Indonesia merupakan salah satunya. Minggu (29/3/2020) siang, Kementerian Dalam Negeri (Kemendagri) mengeluarkan surat edaran yang mengatur tentang pembentukan Gugus Tugas Percepatan Penanganan Coronavirus Disease 2019 (Covid-19) di daerah. Dalam surat tersebut, disebutkan bahwa pemerintah daerah dapat menetapkan status keadaan darurat bencana Covid-19.
Surat edaran bernomor 440/2622/SJ itu diteken Menteri Dalam Negeri Tito Karnavian dan diterbitkan dalam rangka pencegahan penyebaran Covid-19.
Langkah itu merupakan wujud tindak lanjut Keputusan Presiden Nomor 9 Tahun 2020 tentang Perubahan atas Keputusan Presiden Nomor 7 Tahun 2020 tentang Gugus Tugas Percepatan Penanganan Covid-19 dan Permendagri Nomor 20 Tahun 2020 tentang Percepatan Penanganan Covid-19 di Lingkungan Pemda.
Status darurat yang dimaksud dalam hal ini adalah siaga darurat Covid-19 dan/atau tanggap darurat Covid-19. Namun demikian, penetapan status tersebut mensyaratkan adanya kajian dari Badan Penanggulangan Bencana Daerah (BPBD) dan Dinas Kesehatan (Dinkes) setempat.
Makna dan Konsekuensi
Merujuk surat edaran yang terhitung berlaku efektif mulai Minggu, 29 Maret 2020 itu, maka kiranya perlu dipahami pula tentang makna dari penetapan status kedaruratan bencana berikut konsekuensinya.
Sebagaimana diketahui, dalam situs resminya, Badan Nasional Penanggulangan Bencana (BNPB) menyebutkan bahwa status bencana nonalam seperti wabah penyakit Covid-19 bukanlah merupakan bencana nasional.
Walau begitu, penanganannya berskala nasional, dan mengerahkan potensi sumber daya nasional. Hal itu karena pada UU No. 24 Tahun 2007 tentang Penanggulangan Bencana, yang dimaksud bencana terdiri dari bencana alam, nonalam, dan sosial.
Bencana nonalam adalah bencana yang diakibatkan oleh peristiwa atau rangkaian peristiwa nonalam yang antara lain berupa gagal teknologi, gagal modernisasi, epidemi, dan wabah penyakit. Jadi dalam hal ini kejangkitan Covid-19 termasuk bencana nonalam yang sudah di tingkat pandemi, sesuai dengan pernyataan WHO.
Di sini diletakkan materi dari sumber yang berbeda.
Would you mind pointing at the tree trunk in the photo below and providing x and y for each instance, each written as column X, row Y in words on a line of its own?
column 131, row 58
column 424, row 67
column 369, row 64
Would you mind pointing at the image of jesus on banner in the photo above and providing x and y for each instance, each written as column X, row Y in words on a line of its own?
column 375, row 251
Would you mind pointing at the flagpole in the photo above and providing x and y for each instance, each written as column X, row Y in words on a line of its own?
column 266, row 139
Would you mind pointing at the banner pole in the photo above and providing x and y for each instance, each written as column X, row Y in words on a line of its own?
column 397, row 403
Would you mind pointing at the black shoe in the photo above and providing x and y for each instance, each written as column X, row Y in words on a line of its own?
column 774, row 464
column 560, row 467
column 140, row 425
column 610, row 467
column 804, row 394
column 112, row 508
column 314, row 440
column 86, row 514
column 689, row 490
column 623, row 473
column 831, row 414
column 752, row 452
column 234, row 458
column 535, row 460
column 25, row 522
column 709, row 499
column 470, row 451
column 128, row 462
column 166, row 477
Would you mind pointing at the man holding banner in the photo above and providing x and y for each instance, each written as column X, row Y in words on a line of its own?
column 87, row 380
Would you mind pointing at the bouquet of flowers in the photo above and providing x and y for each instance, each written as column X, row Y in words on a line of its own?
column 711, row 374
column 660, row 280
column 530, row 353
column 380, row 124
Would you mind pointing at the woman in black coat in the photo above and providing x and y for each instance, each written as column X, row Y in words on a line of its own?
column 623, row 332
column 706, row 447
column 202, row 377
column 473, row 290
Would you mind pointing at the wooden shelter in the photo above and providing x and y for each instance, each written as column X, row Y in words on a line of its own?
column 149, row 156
Nah dalam UU Penanggulangan Bencana itu disebutkan makna dari status keadaan darurat bencana. Yakni, suatu keadaan yang ditetapkan oleh pemerintah untuk jangka waktu tertentu atas dasar rekomendasi badan yang diberi tugas untuk menanggulangi bencana.
Status keadaan darurat ditetapkan oleh pemerintah. Di mana pada tingkatan nasional ditetapkan oleh presiden, lalu di tingkat provinsi oleh gubernur, dan tingkat kabupaten/kota oleh bupati/wali kota.
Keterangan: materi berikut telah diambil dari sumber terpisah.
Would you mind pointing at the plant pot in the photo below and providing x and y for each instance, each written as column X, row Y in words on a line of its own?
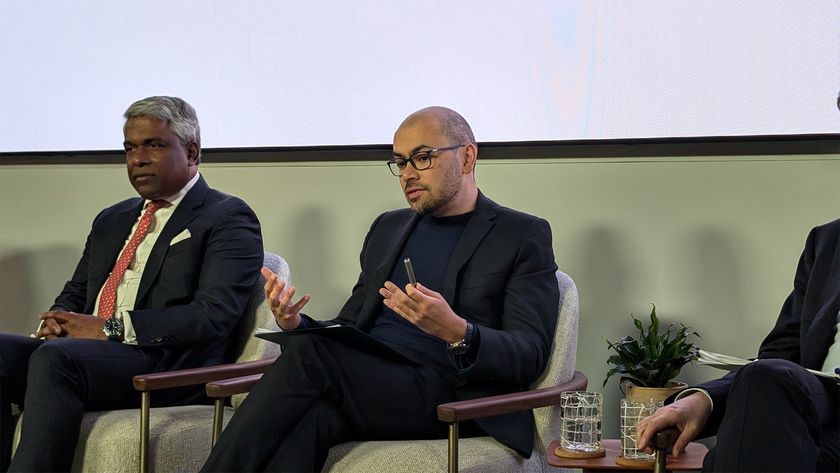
column 643, row 394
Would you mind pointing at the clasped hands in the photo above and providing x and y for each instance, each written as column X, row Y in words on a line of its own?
column 421, row 306
column 61, row 324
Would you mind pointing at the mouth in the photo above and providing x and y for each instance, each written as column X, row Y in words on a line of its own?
column 413, row 193
column 142, row 178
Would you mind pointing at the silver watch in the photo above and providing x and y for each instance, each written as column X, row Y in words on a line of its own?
column 463, row 345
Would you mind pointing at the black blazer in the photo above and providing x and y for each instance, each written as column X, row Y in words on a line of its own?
column 805, row 327
column 502, row 279
column 193, row 292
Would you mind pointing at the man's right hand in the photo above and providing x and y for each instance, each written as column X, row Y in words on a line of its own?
column 49, row 328
column 279, row 300
column 688, row 415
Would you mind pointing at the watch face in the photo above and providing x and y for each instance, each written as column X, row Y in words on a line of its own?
column 113, row 328
column 458, row 348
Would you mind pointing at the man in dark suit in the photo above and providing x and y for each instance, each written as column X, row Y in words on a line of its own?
column 161, row 284
column 772, row 414
column 480, row 320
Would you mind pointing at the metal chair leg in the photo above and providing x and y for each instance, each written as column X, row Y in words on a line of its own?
column 453, row 447
column 218, row 417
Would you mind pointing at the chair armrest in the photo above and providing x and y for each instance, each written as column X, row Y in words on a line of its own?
column 229, row 387
column 507, row 403
column 189, row 377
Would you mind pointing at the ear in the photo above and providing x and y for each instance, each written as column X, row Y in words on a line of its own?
column 192, row 153
column 470, row 155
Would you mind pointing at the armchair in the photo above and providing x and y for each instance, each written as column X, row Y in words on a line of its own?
column 174, row 438
column 470, row 454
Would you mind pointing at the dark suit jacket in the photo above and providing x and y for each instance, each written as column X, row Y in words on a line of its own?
column 805, row 327
column 501, row 277
column 192, row 293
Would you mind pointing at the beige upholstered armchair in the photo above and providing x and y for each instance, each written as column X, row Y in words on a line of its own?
column 174, row 439
column 479, row 454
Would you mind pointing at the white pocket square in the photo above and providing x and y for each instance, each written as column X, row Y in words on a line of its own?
column 181, row 237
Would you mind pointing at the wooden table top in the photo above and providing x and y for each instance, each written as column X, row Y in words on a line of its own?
column 691, row 459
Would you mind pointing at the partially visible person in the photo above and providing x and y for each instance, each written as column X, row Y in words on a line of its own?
column 479, row 322
column 161, row 284
column 772, row 414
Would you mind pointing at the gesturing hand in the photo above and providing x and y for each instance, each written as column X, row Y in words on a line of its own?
column 426, row 309
column 279, row 297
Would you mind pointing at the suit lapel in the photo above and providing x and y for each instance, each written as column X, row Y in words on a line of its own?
column 373, row 301
column 477, row 227
column 183, row 215
column 111, row 243
column 401, row 234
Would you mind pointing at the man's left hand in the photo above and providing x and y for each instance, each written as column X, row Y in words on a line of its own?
column 426, row 309
column 76, row 325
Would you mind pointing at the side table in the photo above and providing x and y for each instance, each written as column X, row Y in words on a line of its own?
column 691, row 459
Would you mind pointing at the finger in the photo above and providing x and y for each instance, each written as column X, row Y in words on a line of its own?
column 286, row 298
column 426, row 291
column 51, row 328
column 276, row 295
column 385, row 293
column 682, row 441
column 267, row 273
column 299, row 305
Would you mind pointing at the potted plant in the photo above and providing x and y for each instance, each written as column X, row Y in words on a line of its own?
column 648, row 364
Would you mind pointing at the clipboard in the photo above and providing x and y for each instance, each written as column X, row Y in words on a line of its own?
column 344, row 334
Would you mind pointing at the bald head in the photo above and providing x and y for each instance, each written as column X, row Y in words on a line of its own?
column 449, row 122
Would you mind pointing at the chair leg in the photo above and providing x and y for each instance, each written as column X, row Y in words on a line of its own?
column 453, row 447
column 218, row 417
column 144, row 431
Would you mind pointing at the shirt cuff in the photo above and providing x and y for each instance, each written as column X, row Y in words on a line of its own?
column 686, row 392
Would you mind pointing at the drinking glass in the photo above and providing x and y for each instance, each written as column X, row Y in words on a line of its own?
column 581, row 424
column 631, row 413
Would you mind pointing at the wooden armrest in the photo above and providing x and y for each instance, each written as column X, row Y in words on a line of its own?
column 507, row 403
column 229, row 387
column 189, row 377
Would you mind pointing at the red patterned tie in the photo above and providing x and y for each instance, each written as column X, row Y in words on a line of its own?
column 108, row 298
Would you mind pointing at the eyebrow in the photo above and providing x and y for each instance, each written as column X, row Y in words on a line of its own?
column 416, row 149
column 146, row 141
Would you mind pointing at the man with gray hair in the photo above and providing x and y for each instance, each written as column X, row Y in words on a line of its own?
column 161, row 284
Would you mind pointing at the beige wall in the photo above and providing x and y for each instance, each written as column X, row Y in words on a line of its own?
column 713, row 241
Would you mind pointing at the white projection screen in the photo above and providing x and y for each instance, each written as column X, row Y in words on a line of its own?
column 309, row 73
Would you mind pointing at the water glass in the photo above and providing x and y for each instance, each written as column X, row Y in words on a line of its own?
column 631, row 413
column 581, row 424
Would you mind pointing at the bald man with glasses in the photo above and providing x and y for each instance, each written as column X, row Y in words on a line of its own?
column 478, row 322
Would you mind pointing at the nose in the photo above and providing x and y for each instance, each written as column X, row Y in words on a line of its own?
column 409, row 174
column 138, row 156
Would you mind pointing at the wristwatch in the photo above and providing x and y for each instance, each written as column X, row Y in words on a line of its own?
column 113, row 329
column 463, row 345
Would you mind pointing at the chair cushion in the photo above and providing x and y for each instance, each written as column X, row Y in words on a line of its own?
column 422, row 456
column 172, row 428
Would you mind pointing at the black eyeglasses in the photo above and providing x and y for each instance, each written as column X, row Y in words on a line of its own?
column 420, row 160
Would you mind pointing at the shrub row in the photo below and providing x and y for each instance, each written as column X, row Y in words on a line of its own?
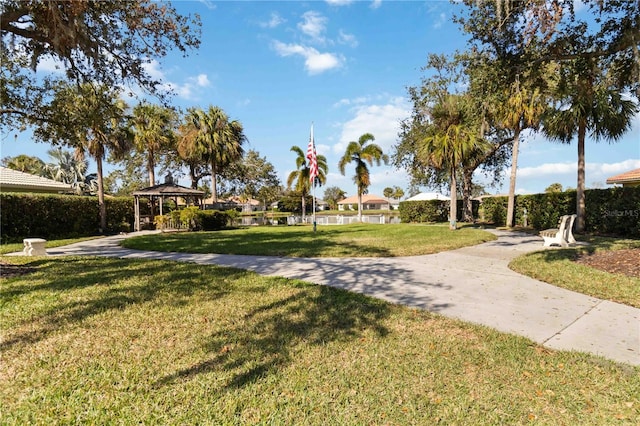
column 53, row 216
column 431, row 210
column 613, row 211
column 194, row 219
Status kedaruratan bencana sendiri terbagi atas tiga jenis, yaitu siaga darurat, tanggap darurat, dan darurat ke pemulihan. Yang dimaksud dengan status siaga darurat adalah keadaan ketika potensi ancaman bencana sudah mengarah pada terjadinya bencana yang ditandai dengan adanya informasi peningkatan ancaman berdasarkan sistem peringatan dini yang diberlakukan dan pertimbangan dampak yang akan terjadi di masyarakat.
Sementara itu, status tanggap darurat merupakan keadaan ketika ancaman bencana terjadi dan telah mengganggu kehidupan dan penghidupan sekelompok orang/masyarakat.
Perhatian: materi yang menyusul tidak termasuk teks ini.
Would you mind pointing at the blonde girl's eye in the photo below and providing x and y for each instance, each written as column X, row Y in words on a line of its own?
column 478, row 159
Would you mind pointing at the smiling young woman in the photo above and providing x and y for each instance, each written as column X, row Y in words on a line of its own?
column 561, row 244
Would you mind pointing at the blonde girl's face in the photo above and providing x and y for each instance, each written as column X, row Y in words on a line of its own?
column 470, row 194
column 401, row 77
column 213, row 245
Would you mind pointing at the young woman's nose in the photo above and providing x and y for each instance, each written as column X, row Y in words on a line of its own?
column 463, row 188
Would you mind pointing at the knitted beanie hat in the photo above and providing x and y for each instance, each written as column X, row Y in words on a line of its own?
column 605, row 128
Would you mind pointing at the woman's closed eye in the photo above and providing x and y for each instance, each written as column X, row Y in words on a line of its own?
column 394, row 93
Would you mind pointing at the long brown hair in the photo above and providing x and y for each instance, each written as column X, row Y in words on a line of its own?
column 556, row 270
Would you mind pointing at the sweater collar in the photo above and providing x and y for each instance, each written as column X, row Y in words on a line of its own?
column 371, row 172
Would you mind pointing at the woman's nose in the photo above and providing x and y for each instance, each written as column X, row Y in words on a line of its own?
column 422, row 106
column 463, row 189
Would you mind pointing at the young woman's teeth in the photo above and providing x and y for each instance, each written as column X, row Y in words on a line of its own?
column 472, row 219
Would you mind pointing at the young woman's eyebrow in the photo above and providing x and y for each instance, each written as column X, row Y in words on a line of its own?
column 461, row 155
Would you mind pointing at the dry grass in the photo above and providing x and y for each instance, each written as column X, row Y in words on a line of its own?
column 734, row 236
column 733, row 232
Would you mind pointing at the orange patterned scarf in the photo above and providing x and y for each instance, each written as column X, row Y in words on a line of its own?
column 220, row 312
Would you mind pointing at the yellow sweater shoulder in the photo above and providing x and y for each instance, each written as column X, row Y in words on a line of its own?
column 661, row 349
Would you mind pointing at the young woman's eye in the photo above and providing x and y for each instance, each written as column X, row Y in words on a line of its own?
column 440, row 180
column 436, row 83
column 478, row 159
Lalu, status transisi darurat ke pemulihan merupakan keadaan ketika ancaman bencana yang terjadi cenderung menurun eskalasinya dan/atau telah berakhir, sedangkan gangguan kehidupan dan penghidupan sekelompok orang/masyarakat masih tetap berlangsung.
Pemberlakuan status keadaan darurat sesuai UU 24/2007 dan mengacu pada Keppres No. 7 tahun 2020 tentang Gugus Tugas Percepatan Penanganan Covid-19 oleh pemerintah daerah membawa konsekuensi khusus.
Apa saja yang menimbulkan konsekuensi khusus itu? Yakni, dengan menetapkan status siaga atau tanggap darurat Covid-19, berarti pemda siap bekerja 24 jam tujuh hari dan mengerahkan segala sumber daya yang ada untuk menyelamatkan rakyat di daerahnya dari penyakit Covid-19. Selain itu, pemda juga dapat menggunakan Dana Siap Pakai (DSP) dan anggaran Belanja Tidak Terduga (BTT) daerah untuk menangani status keadaan tertentu ini.
Kementerian Keuangan juga sudah memberi kewenangan untuk refocussing kegiatan dan realokasi anggaran kementerian/lembaga dalam rangka percepatan penanganan Covid-19 yang tertuang dalam surat edaran Menteri Keuangan Nomer SE-6/MK.02/2020.